COBERTURA INTERNACIONAL

Antônio Brasil (*)

Por interesse profissional ou por razões pessoais, volta e meia me vejo de olho na cobertura jornalística internacional. Convivi com o noticiário de diferentes lugares, como Bósnia, Kosovo, Afeganistão e, mais recentemente, Haiti e Venezuela. Ainda fico sempre surpreso e impressionado com o descaso da nossa imprensa com lugares e notícias tão importantes. O noticiário da TV, então, nem se fala. Se não fosse a CNN e as agências internacionais, não saberíamos quase nada sobre o mundo. Em relação ao continente latino-americano é ainda pior. Nossos jornalistas dão preferência a notícias sobre Nova York e Londres do que sobre Buenos Aires, Cidade do México ou Caracas. Devem ter suas razões. A verdade é que, se dependesse da nossa cobertura internacional de TV, mal saberíamos que mais um presidente latino-americano enfrenta uma greve nacional e que está à beira de ser deposto. E num país tão próximo do Brasil. Talvez devêssemos prestar um pouco mais de atenção ao presente, para evitarmos um futuro semelhante.

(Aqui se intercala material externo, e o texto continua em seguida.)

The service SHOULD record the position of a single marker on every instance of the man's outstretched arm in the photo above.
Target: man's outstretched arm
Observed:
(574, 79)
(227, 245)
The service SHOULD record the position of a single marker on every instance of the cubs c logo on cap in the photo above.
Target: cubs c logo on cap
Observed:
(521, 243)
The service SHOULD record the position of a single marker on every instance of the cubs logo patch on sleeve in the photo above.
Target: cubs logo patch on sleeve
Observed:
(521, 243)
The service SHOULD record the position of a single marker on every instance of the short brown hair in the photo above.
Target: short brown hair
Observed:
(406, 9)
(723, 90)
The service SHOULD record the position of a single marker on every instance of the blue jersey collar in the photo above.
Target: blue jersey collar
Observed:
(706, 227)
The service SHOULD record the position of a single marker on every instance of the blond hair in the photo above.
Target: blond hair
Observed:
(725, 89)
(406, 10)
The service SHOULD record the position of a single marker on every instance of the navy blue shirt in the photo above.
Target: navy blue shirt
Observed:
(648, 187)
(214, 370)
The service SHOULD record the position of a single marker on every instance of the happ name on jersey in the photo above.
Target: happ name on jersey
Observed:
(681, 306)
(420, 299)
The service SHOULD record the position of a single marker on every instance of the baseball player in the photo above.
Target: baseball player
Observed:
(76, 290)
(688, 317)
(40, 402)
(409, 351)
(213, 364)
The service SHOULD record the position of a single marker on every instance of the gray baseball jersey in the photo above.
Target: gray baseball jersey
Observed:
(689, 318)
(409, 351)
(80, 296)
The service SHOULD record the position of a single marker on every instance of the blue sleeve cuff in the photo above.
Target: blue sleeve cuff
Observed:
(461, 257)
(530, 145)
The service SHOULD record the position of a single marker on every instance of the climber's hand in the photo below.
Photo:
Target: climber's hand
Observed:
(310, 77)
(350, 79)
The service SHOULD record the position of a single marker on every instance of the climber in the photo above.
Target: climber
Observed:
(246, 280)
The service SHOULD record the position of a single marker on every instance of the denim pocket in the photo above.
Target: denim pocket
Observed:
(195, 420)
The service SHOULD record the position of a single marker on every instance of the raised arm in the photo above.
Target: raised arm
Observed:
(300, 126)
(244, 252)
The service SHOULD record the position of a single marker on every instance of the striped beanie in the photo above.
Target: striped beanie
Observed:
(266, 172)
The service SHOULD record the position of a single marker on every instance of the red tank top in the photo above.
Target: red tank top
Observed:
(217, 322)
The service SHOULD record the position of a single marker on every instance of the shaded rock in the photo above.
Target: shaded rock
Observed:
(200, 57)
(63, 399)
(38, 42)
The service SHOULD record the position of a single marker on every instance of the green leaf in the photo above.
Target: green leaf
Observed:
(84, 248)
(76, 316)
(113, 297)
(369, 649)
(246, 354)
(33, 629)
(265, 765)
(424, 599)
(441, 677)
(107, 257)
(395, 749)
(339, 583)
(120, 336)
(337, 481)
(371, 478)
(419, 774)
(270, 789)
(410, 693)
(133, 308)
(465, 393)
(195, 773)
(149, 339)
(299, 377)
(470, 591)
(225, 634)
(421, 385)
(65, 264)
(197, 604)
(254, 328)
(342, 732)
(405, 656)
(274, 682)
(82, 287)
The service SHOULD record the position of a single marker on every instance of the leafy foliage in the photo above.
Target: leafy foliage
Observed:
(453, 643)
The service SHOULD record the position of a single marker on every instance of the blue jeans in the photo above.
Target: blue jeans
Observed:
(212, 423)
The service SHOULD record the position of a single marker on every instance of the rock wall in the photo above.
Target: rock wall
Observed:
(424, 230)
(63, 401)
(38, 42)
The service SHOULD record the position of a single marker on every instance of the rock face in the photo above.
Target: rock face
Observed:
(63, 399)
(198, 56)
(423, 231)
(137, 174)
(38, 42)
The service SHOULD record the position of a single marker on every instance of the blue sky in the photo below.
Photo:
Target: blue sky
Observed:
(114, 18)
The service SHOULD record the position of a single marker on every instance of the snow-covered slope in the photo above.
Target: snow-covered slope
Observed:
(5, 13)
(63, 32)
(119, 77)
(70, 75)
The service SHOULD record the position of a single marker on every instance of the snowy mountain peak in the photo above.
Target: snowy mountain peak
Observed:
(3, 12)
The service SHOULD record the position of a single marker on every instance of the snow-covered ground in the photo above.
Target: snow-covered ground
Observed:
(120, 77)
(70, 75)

A Venezuela, no entanto, não costuma freqüentar nosso noticiário. Para nós é meio "terra de ninguém". De vez em quando aparece em torneios de futebol. Vencemos sempre fácil, de goleada. Mas, assim como o resto do nosso continente, e segundo a visão de alguns editores de Internacional, "América Latina? Quando não é seca é enchente e só!" Mas agora parece ser diferente. Todos os dias assistimos a imagens de manifestações, tiroteios, grevistas lado a lado com patrões e relatos de uma luta titânica entre os principais meios de comunicação pelo monopólio dos fatos. Assim como aqui, a Venezuela tem TVs privadas poderosíssimas!

Aviso de entendedor

Fico preocupado. No Brasil, talvez não queiramos pensar que temos muito mais em comum com a Venezuela e com a história recente da América Latina do que gostaríamos. Já vimos esse filme antes, diversas vezes, e também já conhecemos seu final. Desagradar a ITT americana, no caso do Chile, recusar as imposições do FMI na Argentina ou desagradar o presidente Bush, na Venezuela de Chávez, não costuma acabar muito bem.

O problema é que muito do que se passa nos países vizinhos, mais cedo ou mais tarde, tende ou pode acontecer no Brasil. Hoje, em ritmo de novo governo do Partido dos Trabalhadores, muita esperança nas ruas, mas muitas dúvidas em relação ao futuro, lembrei de uma daquelas velhas propagandas de analgésico que fizeram muito sucesso na TV há alguns anos. Era sobre um homem que encontrava no meio de uma festa animadíssima seu próprio sósia, com uma tremenda dor de cabeça, na maior ressaca. "Mas quem é você?" A resposta vinha em tom de alerta: "Eu? Eu sou você… amanhã!"

Alguém lembra do anúncio? Alguém ainda pensa depois de assistir ao noticiário da TV? Pois fica aqui o aviso. Para bom entendedor, meia palavra ou meia notícia… basta!